Environment-Aware and 3D Map-Aided GNSS

This program uses 3D city models, LiDAR maps, sky visibility, ray tracing, digital twins, and urban geometry to improve GNSS positioning and reliability assessment in dense cities. The urban environment is not only an obstacle — it can become prior information for signal prediction, NLOS detection, multipath modeling, and integrity-aware positioning.

Why it matters. Smartphone- and vehicle-grade GNSS receivers operating in urban canyons see severe NLOS and multipath errors. Using a known 3D model of the surrounding buildings turns the environment from noise source into measurement aid — and is the foundation of the lab’s longest-running industry partnership.

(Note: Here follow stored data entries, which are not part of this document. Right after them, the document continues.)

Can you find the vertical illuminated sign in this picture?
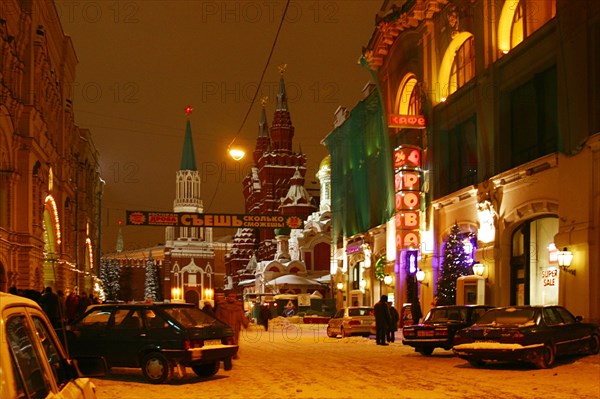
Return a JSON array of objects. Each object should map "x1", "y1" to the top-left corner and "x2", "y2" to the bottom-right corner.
[{"x1": 394, "y1": 145, "x2": 422, "y2": 251}]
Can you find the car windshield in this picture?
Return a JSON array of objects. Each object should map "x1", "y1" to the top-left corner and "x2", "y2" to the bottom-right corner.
[
  {"x1": 477, "y1": 308, "x2": 537, "y2": 326},
  {"x1": 163, "y1": 307, "x2": 227, "y2": 328},
  {"x1": 425, "y1": 308, "x2": 467, "y2": 322},
  {"x1": 348, "y1": 308, "x2": 373, "y2": 317}
]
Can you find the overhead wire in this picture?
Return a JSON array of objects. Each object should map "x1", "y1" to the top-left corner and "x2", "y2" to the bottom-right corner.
[{"x1": 206, "y1": 0, "x2": 291, "y2": 212}]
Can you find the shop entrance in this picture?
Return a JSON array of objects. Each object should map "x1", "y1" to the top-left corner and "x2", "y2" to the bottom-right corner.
[{"x1": 510, "y1": 216, "x2": 559, "y2": 306}]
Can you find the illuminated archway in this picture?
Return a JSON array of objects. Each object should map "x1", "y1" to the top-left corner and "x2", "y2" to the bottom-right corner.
[
  {"x1": 438, "y1": 31, "x2": 474, "y2": 101},
  {"x1": 43, "y1": 195, "x2": 61, "y2": 287},
  {"x1": 394, "y1": 74, "x2": 419, "y2": 115}
]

Funding & industry partners.

• Huawei — 3-year HK$10M collaborative agreement signed July 2020, with 9+ contracts under the framework on 3DMA GNSS, deep integration, 5G indoor positioning, collaborative GNSS, and multi-sensor fusion (since 2018)
• Google Research Award — US$40k, 2024, 3DMA GNSS Precise Positioning for Vehicular Applications (PI)
• Google Android Location — Visiting Research Scientist at Mountain View (20 months, 2022–2023); Pixel team talk Aug 2024

Recognition. TechConnect 2021 Innovation Award for 3D LiDAR Aided GNSS for L4 AV; US12123961B2 patent on 3D LiDAR Aided GNSS NLOS Detection and Correction (Hsu, Wen, granted 2024).

Representative publications. 3D-mapping-aided PPP-RTK aiming at deep urban canyons (Xin et al., Journal of Geodesy 2022); 3D Vision Aided GNSS RTK for Autonomous Systems in Urban Canyons (Wen, Bai, Hsu, NAVIGATION 2023); 3D Mapping Database Aided GNSS RTK (Ng, Hsu, IEEE TAES 2021).